BoVados January 14, 2014 at 10:09

How to make an excellent piece of hardware - an overview of the new EMC VNX storage systems

EMC storage systems are like a good German car. You know that you overpay a little for the brand, but data security and responsiveness are ensured. And service: premium guarantee, for example, delivery of spare parts within 4 hours with the departure of an engineer if necessary.

Relatively recently, a new line of equipment has been released, the flagship of which allows you to put up to 1,500 disks - a total of 6 PB . Below is her review with a brief educational program about storage in principle. And the story of how really good things did even better.

Right away

I know that immediately ask for the cost. She's tall. You need to pay at least thirty thousand dollars. For this money they give a completely fault-tolerant configuration with powerful functionality, three-year support and updated software, which will be discussed below. That is, the system is far from home and not even for small businesses.

The most important thing that you get for this money: the frightening words DU / DL will cease to appear in reports. And this is the worst combination for service engineers and customers.

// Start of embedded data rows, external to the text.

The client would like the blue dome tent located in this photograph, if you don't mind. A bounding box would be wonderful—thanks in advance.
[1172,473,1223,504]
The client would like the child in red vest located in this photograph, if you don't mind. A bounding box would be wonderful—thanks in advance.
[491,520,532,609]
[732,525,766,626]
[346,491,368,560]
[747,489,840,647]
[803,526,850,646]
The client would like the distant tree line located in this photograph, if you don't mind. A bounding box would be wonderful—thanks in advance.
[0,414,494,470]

Reducing the risks of downtime or data loss is what the CIO is prepared to fight by any means.

Why do you need hybrid storage?

First, a little history. Multilevel storage is a combination of fast and cheap, but capacious disks in one data array. There was the possibility of such a combination even when we only dreamed about flash-disks because of their space cost. So, there is a myth that this chip was invented to improve performance. And no! Initially, such storage was used to save money: we put data that is not used on slow and cheap disks. So you need less fast ones - only for "hot" data.

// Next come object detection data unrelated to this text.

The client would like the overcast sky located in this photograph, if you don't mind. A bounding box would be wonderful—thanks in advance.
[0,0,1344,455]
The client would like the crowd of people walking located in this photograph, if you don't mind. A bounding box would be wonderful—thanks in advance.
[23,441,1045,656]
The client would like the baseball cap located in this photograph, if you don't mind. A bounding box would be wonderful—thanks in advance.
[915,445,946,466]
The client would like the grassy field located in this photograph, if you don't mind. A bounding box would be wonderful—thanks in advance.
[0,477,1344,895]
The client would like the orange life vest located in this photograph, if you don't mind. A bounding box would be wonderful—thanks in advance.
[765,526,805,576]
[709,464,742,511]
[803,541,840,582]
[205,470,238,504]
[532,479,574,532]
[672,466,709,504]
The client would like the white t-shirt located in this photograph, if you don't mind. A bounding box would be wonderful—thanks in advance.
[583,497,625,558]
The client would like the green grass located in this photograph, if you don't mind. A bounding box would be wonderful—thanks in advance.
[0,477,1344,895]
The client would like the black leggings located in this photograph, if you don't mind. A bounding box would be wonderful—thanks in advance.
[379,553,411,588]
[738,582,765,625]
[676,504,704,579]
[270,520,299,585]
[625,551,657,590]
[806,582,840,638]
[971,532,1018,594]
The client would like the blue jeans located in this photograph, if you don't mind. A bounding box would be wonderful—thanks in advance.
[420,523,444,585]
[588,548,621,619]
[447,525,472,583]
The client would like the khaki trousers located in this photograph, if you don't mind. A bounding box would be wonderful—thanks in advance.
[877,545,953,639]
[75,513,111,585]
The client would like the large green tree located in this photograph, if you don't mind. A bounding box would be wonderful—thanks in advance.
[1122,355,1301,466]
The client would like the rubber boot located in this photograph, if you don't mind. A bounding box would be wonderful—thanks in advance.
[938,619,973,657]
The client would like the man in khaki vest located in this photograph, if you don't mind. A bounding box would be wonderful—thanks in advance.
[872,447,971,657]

Then SSDs entered our life tightly. It was logical to add a little seasoning from the SSD to our “soup” of fast and slow disks. The fastest and “hottest” data, only 5-10 percent of the total volume, now fell on them. Updated VNX storage systems are the third generation of hybrid arrays in which, in my opinion, they have excelled.

So, on the one hand, we have solutions entirely consisting of computing and flash-modules. They work with hot data at a speed rather close to DRAM than to classic HDDs, but at the same time, such systems are very expensive when recalculating the cost of a gigabyte of stored data. As a rule, they are used where it is necessary to constantly "grind" 10-20 terabytes with high speed. An example is highly loaded DBMS, VDI. On the other hand, systems on classical mechanical disks do not allow working with data so quickly, but make it possible to store a lot of them (the cost per stored gigabyte can be an order of magnitude lower).

However, in most cases, you need to have a large amount of storage at the same time, and quickly provide access to "hot" data. An example is typical tasks for storage when you need to store some kind of DBMS at the same time as volumes for virtualization, mail, archives, etc. ... In these cases, either Flash-SHD + classic SHD bundles or mixed (hybrid) type storage are used. Today we are talking just about the latter - supporting both flash drives and classic drives in the same system.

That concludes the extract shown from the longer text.